Bonjour Tristesse

Bonjour+Tristesse

Article by Momo Horii, Writer

Reading Time: 3 minutes

There is a thrill when it comes to new headlines. Headlines notify you the world is continually shifting, and that this moment is unlike any other. There are those in agony and desperate for help on the other side of the world, yet reading about them helps in a small way because you acknowledge them. It’s strange what reading an article does to oneself. But what happens when the same headlines seem to appear every day?

When a headline like “For Hong Kong Protesters Caught at Sea, Trial in China Is Likely” in the New York Times appears on a feed, there is no thrill—we know about the protests in Hong Kong. Reading the article, what more will we learn? This ennui when seeing headlines results in many unread articles reposted on various media, an act seen most prominently on Twitter. 

But the problem isn’t the fault of journalists and whether they are creative enough to come up with innovative headlines. News that is not new is the dilemma. 

Looking at the unremitting news is boring to so many. Why is this so? 

If it isn’t about the discovery of a vaccine or some sort of connection to politics, Covid-19 is a tedious topic. We often see reports about how it is affecting the younger generation and what it’s like working from home. Placed next to the mass of breaking news, these repetitive reports can seem superfluous. But we should remember what it was like to see that news for the first time.
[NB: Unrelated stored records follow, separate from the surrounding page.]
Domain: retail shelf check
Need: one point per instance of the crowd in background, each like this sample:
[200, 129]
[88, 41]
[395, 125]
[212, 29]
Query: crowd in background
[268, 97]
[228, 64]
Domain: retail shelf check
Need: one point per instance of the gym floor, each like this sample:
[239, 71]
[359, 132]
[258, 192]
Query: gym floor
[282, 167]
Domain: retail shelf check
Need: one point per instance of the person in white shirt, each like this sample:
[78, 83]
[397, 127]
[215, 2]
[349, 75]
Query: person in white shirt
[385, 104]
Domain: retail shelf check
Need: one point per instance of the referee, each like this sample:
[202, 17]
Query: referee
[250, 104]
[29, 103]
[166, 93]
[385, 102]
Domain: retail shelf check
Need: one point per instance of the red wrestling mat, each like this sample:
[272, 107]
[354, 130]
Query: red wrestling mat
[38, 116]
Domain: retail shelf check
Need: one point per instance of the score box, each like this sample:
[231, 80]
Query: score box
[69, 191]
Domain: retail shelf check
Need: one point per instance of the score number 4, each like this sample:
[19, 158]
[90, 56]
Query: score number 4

A good example of old news that many would rather move on from is the changed lives of last year’s high school seniors amid the pandemic. Now graduated and dispersed into their new lives, it was fascinating to observe the 2020 seniors as they faced an uncertain reality. There was no prom and no proper graduation, but that only made faculty try to compensate for what was lost and make something that lived up to expectations of the end of high school. There was something romantic about the daily clashing of the news and the loud dilemmas thrown at the seniors. It felt as though a season of a beloved TV show was coming to an end. 

Now, the 2021 seniors are well prepared knowing that from day one, their year will look quite different from what they had envisioned in pre-pandemic times. Seniors are in a situation considered slightly more arduous than last year’s graduates. When asked about the main difference between 2020 and 2021 graduates, senior Saci-Elodie Marty commented, “I feel like our grade just kind of gotten used to it and worked [our way] around it. Last year, graduates didn’t have time to adapt to it.” Covid-19 restrictions that the past senior class faced used to be the talk among the high schoolers. But now students like Saci are in the same mess as last year’s seniors, but only this time a tolerance to this madness has simmered down a need for constant updates about what their year will look like.

Schools like ASIJ took much effort to praise the great spirit of the last year’s graduates; it may be that such concentrated energy is lost for this year’s seniors. At this point, most seniors want, as Lilia Dow-Yuzawa, another senior in ASIJ puts it, to “be able to hang out with my friends and just enjoy the last semester that we have together.”

It is exhausting to always be on the alert, reminding ourselves that what we live in is not normal. But is there a potential danger of becoming blasé? The repetitive news stories are like drugs: the human body wants to up the dose, for what is currently in the body has no effect. Yet this very human response is a threat to our engagement in politics and other current events. This “new normal” cannot be comforting and our alarm at the news cannot be sustained.